12th

「はぁはぁ」

息切れするのもお構いなしに私と雨海は叶さんのいるであろう場所に向かって走る。

「どうせ今回も、とっくに死んでるんだろうな」

「彼女が他に殺されるくらいならこの手で止めを刺しますよ」

お互い息切れしながらの会話である。

「江実さん狂ってますね。
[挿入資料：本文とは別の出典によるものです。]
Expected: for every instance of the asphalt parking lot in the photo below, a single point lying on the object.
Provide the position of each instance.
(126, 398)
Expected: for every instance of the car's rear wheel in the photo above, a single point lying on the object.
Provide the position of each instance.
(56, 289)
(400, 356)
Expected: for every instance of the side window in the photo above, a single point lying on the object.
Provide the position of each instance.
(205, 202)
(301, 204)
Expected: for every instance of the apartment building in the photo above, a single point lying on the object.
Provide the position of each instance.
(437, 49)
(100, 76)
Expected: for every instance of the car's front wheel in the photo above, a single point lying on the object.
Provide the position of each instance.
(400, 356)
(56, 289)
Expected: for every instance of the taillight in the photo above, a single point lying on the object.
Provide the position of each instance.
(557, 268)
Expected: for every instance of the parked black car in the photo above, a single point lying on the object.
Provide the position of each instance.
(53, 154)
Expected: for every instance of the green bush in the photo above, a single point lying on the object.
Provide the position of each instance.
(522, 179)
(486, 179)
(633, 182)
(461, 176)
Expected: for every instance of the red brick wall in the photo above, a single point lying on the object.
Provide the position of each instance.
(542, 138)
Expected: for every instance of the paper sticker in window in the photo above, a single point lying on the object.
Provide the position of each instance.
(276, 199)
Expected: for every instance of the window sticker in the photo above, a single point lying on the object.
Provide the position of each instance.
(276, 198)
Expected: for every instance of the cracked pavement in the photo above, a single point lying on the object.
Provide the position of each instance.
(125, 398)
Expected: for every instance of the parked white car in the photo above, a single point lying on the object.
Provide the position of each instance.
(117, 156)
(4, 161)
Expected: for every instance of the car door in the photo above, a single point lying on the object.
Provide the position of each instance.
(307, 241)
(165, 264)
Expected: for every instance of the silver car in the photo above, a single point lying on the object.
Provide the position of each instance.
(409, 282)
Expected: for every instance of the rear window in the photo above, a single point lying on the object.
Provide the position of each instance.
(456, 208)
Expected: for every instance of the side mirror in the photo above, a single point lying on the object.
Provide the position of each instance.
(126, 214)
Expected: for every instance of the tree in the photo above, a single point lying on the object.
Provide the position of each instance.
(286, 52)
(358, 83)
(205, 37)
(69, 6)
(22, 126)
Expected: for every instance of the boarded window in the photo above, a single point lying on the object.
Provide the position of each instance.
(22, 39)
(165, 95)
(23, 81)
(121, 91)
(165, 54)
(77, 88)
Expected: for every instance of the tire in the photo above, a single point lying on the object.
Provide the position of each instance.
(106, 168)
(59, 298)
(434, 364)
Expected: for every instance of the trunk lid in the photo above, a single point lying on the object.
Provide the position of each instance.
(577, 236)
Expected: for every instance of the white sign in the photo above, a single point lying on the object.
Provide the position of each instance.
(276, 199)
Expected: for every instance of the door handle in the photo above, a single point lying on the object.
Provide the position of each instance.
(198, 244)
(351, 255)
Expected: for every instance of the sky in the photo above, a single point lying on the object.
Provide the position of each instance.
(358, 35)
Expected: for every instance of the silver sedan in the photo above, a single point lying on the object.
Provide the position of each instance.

何回も摂津先輩が死ぬ場面見たせいなんでしょうけど」

まさにその通りだから否定はしない。

「傍観決め込んでいる雨海には言われたくない」

いつの間にか目的の場所についていた。

「あーあー」

「やっぱり」

叶さんの死体が転がっていた。

「この血…」

「あぁ路地裏の方に続いてるっすね」

叶さんは抵抗こそしたが無意味に終わっているのが死体と現場の状況から明白。

少しだけ動いたりはしたんだろうけど満身創痍の身体では対して何も出来なかっただろう。

「犯人の血ですね」

「辿ってみるかい?」

「そんなつもりないくせに」

「…………………また次があるから。無理に追う必要性はない。犯人なんてもうとっくの昔に知ってるし、次に期待しよう」

「結局あんたも人のこと言えないじゃないですか」

隣の幼馴染の減らず口には感心する。

「貴方よりマシです」

とりあえず警察に電話して、叶さんを見届けよう。